Back in the summer of 2008, I had cause to mention Sabine Baring-Gould, author of innumerable works including a sixteen-volume Lives Of The Saints, a study of werewolves, grave desecration and cannibalism, and a biography of Robert Stephen Hawker (1803-1875), the eccentric country vicar who spent much of his time smoking opium in a clifftop hut made from driftwood, talked to birds, dressed up as a mermaid, excommunicated his cat, and kept a pet pig.
I am pleased to report that this morning, at the London Library, recalling Baring-Gould, and brimming with glee, I borrowed his Hawker biography (The Vicar Of Morwenstow, 1886), a collection of pieces entitled Curiosities Of Olden Times (1869), and a biography of the great man himself, Onward Christian Soldier : A Life Of Sabine Baring-Gould, Parson, Squire, Novelist, Antiquary 1834-1924 by William Purcell (1957).
This trio of tomes will, I expect, contain much that is diverting and instructive and I shall share the more startling bits with you when I buckle down to reading them.
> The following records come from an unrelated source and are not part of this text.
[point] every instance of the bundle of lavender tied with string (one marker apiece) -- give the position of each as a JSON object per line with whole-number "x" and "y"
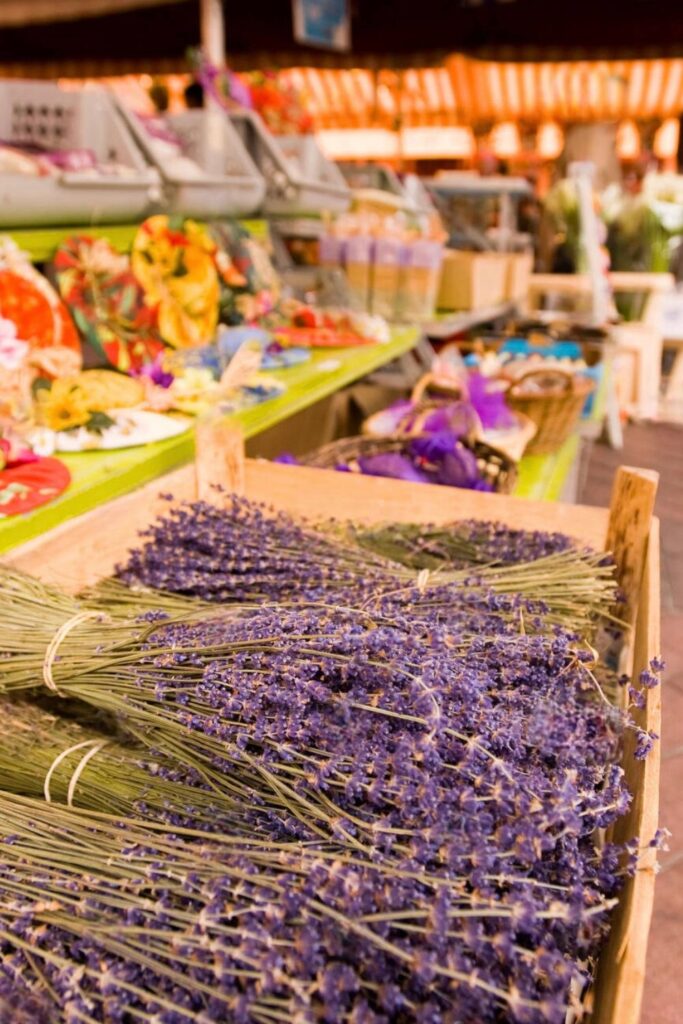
{"x": 455, "y": 732}
{"x": 112, "y": 922}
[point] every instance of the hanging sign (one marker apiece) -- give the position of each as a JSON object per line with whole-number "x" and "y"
{"x": 326, "y": 24}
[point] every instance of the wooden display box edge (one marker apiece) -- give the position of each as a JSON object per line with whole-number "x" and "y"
{"x": 80, "y": 552}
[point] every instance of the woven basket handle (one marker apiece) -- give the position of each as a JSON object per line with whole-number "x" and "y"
{"x": 562, "y": 377}
{"x": 446, "y": 388}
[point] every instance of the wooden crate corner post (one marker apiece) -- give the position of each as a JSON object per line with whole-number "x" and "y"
{"x": 219, "y": 465}
{"x": 633, "y": 539}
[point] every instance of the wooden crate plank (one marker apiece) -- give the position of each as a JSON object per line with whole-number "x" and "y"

Every Christmas (usually the day after Boxing Day) we meet up with an old family friend at Morwenstow, have lunch at the excellent Bush Inn and have a poke around Hawker’s church. There’s a terrifying effigy of him in one of the back pews.
Brit : Perhaps this year you would be kind enough to take a snap of the effigy and send it to me for display hereabouts.
Wilco. I do have a snap somewhere, will see if I can dig it out.